[v3,12/12] grep: use no. of cores as the default no. of threads
diff mbox series

Message ID a5891176d7778b98ac35c756170dd334b8ee21c7.1579141989.git.matheus.bernardino@usp.br
State New
Headers show
Series
  • grep: improve threading and fix race conditions
Related show

Commit Message

Matheus Tavares Jan. 16, 2020, 2:40 a.m. UTC
When --threads is not specified, git-grep will use 8 threads by default.
This fixed number may be too many for machines with fewer cores and too
little for machines with more cores. So, instead, use the number of
logical cores available in the machine, which seems to result in the
best overall performance: The following measurements correspond to the
mean elapsed times for 30 git-grep executions in chromium's
repository[1] with a 95% confidence interval (each set of 30 were
performed after 2 warmup runs).
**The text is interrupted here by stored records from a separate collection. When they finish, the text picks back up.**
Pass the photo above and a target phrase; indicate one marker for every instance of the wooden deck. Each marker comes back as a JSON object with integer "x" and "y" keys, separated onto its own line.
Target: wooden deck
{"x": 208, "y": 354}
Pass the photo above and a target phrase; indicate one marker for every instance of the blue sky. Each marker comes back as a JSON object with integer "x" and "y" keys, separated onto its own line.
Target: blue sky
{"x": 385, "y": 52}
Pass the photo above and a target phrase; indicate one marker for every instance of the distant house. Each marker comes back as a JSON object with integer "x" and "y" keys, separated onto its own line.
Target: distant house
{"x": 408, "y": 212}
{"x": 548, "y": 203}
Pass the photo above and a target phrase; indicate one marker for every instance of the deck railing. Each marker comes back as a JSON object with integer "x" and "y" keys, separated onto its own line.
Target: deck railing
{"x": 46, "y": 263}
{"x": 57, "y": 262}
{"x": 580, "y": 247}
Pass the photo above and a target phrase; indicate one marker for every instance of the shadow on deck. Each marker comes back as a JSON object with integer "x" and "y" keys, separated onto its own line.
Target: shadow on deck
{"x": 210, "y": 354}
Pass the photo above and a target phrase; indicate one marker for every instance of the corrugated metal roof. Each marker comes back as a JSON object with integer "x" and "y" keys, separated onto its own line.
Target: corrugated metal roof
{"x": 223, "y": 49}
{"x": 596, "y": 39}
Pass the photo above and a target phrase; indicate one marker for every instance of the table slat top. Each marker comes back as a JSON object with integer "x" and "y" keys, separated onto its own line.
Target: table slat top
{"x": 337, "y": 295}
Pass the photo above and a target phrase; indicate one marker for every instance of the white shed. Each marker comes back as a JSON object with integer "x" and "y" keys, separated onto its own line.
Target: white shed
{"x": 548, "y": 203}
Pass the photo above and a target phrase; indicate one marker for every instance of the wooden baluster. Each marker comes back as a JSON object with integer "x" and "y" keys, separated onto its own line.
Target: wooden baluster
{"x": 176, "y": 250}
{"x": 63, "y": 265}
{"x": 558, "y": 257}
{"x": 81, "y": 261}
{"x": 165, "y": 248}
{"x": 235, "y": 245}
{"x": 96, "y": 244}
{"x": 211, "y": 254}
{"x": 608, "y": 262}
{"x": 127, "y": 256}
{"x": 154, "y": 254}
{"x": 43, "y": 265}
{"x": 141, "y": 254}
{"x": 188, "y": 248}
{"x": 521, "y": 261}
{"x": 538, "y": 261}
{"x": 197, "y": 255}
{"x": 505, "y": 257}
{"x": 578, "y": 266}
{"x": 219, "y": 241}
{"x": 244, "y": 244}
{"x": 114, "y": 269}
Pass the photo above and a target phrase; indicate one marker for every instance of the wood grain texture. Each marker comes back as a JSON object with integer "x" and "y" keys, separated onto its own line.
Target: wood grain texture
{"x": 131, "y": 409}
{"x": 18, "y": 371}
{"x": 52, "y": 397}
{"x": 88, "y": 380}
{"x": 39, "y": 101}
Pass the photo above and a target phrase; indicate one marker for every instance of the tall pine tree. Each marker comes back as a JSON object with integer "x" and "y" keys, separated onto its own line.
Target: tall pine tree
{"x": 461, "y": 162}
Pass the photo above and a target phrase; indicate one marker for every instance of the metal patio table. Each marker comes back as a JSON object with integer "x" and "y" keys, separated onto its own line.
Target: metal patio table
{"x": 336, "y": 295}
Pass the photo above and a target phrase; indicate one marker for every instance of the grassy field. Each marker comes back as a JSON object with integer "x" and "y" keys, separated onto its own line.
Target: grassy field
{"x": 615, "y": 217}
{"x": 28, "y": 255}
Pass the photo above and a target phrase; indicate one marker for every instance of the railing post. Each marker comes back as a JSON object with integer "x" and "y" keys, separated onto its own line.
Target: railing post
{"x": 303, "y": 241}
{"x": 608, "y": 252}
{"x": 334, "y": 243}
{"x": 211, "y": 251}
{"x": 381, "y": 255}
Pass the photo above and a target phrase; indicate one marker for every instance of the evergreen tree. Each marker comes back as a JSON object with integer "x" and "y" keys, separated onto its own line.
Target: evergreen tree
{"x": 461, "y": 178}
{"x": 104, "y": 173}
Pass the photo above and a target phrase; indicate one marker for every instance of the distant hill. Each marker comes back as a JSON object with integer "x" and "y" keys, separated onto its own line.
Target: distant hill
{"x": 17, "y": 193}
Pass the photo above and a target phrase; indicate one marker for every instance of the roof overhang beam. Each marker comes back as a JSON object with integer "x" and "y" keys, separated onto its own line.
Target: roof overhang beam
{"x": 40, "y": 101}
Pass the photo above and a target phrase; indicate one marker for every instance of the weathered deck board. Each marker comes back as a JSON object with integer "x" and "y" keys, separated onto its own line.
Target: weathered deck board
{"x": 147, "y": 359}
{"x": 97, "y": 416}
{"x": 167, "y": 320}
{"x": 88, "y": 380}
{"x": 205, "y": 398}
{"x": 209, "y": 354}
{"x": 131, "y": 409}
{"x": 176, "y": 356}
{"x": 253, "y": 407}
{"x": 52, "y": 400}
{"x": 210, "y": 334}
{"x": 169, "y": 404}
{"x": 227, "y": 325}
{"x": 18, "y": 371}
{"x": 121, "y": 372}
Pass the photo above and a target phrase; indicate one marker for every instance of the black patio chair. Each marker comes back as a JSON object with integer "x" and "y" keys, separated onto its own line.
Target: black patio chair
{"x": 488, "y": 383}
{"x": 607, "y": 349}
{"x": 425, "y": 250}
Regex 1 is 'abcd[02]' and Regex 2 is
'(static|extern) (int|double) \*'.

      |          Working tree         |           Object Store
------|-------------------------------|--------------------------------
 #ths |  Regex 1      |  Regex 2      |   Regex 1      |   Regex 2
------|---------------|---------------|----------------|---------------
  32  |  2.92s ± 0.01 |  3.72s ± 0.21 |   5.36s ± 0.01 |   6.07s ± 0.01
  16  |  2.84s ± 0.01 |  3.57s ± 0.21 |   5.05s ± 0.01 |   5.71s ± 0.01
>  8  |  2.53s ± 0.00 |  3.24s ± 0.21 |   4.86s ± 0.01 |   5.48s ± 0.01
   4  |  2.43s ± 0.02 |  3.22s ± 0.20 |   5.22s ± 0.02 |   6.03s ± 0.02
   2  |  3.06s ± 0.20 |  4.52s ± 0.01 |   7.52s ± 0.01 |   9.06s ± 0.01
   1  |  6.16s ± 0.01 |  9.25s ± 0.02 |  14.10s ± 0.01 |  17.22s ± 0.01

The above tests were performed in a desktop running Debian 10.0 with
Intel(R) Xeon(R) CPU E3-1230 V2 (4 cores w/ hyper-threading), 32GB of
RAM and a 7200 rpm, SATA 3.1 HDD.

Bellow, the tests were repeated for a machine with SSD: a Manjaro laptop
with Intel(R) i7-7700HQ (4 cores w/ hyper-threading) and 16GB of RAM:

      |          Working tree          |           Object Store
------|--------------------------------|--------------------------------
 #ths |  Regex 1      |  Regex 2       |   Regex 1      |   Regex 2
------|---------------|----------------|----------------|---------------
  32  |  3.29s ± 0.21 |   4.30s ± 0.01 |   6.30s ± 0.01 |   7.30s ± 0.02
  16  |  3.19s ± 0.20 |   4.14s ± 0.02 |   5.91s ± 0.01 |   6.83s ± 0.01
>  8  |  2.90s ± 0.04 |   3.82s ± 0.20 |   5.70s ± 0.02 |   6.53s ± 0.01
   4  |  2.84s ± 0.02 |   3.77s ± 0.20 |   6.19s ± 0.02 |   7.18s ± 0.02
   2  |  3.73s ± 0.21 |   5.57s ± 0.02 |   9.28s ± 0.01 |  11.22s ± 0.01
   1  |  7.48s ± 0.02 |  11.36s ± 0.03 |  17.75s ± 0.01 |  21.87s ± 0.08

[1]: chromium’s repo at commit 03ae96f (“Add filters testing at DSF=2”,
     04-06-2019), after a 'git gc' execution.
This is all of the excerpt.